(ML as in Maximum Likelihood and MAP as in Maximum A-posteriori)
I'm going trough a course book on my own, and without really having peers to talk to I'm turning to stack exchange with these rather rudimentary question, I can't tell if I'm over thinking or if I'm missing something rather obvious.
- MAP/ML based classification/inference is widely accepted, even due to unrealistic assumptions, why?
So, here I assume the unrealistic assumptions are the fact that we assume that we can model the feature distribution and source distribution – i.e. assume they're random variables, which brings us to why they're widely accepted... We can work with random variables in a statistical framework, meaning it's convenient. Second, this is widely accepted because it works well, which we prove with minimum-error rates etc.
The alternative unrealistic core assumption is IID, but from my understanding MAP/ML doesn't necessarily mean we have to assume IID? Just because it's convenient to add up log likelihoods, doesn't mean we have to... but, is this the actual right answer?

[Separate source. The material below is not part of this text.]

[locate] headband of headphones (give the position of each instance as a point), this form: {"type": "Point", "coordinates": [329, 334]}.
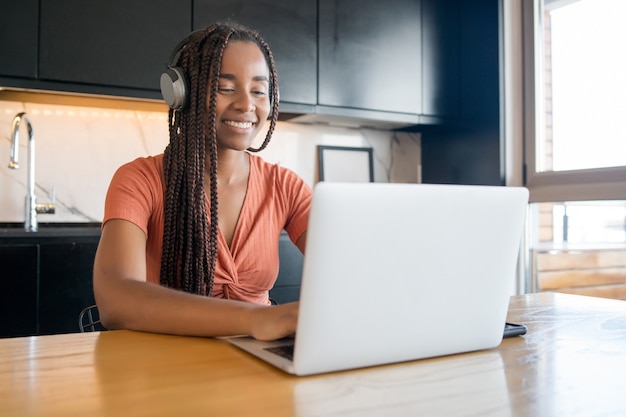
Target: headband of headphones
{"type": "Point", "coordinates": [174, 85]}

We basically always assume IID, so that's the core assumption and not that our spaces are random variables...?
- A significant effort is paid to learn distributions for each class, what are two main practical problems? How do we mitigate the problems?
Enough data, because we're trying to model the true distribution with a conditioned distribution on our input data. Calculations, so this is where I think I should be mentioning IID, I mean as a mitigation of the problem of tricky calculations we assume IID.
What do you think? Am I on the right track?